The social model isn’t perfect. For example, in its original version, it doesn’t acknowledge the extent to which impairments themselves change, mutate, progress, flare, cause chronic illness and unpleasant symptoms, and relate back and forth to being disabled. This can get confusing. Being disabled can worsen your health. For example, I was forced into an inappropriate wheelchair to enter an inaccessible house, which has contributed to a worsening of my contractures.

I didn’t like the social model initially, because I felt like it undermined the importance of my own relationship with my body – it told me that being disabled wasn’t a bad thing, at a time when I struggled with it a lot. Only when I understood that the social model wasn’t about my relationship with my body but society’s relationship between people with impairments and a disabling world did I start to understand it.

In the same way as the ‘personal tragedy’ model is an application of the medical model of disability to peoples lives, the ‘affirmative model’ works as an application of the social model. It acknowledges that impairments are a part of who people are, and that although we should focus on eliminating barriers in a societal sense, we can also accept that having impairments and living in the world can be a part of who people are. The affirmative model would understand that even though I struggle with my impairments, they’re a part of who I am, and I like and am proud of being that person.

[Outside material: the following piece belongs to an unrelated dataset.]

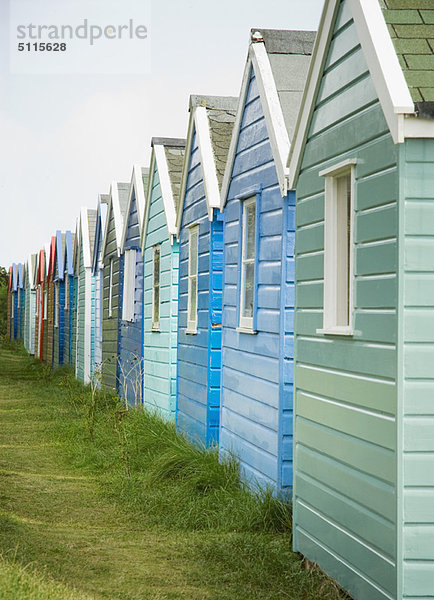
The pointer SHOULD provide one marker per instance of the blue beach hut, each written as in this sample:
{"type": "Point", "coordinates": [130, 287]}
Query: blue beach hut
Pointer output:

The social model works well in an academic context, and as a way of understanding service provision. For example, social care and benefits should be provided on an understanding that they are mitigating the impact of an inaccessible world. At the moment there’s a very charitable model – that we’re given these things because we’re needy and society is nice, when instead they should be given to us because we’re in an inaccessible world in which we can’t participate without those things.

It doesn’t always apply to the life of an individual so well – because it wasn’t designed to talk about how I relate to my body. It was designed to talk about how society relates to disabled people – and it does that very well.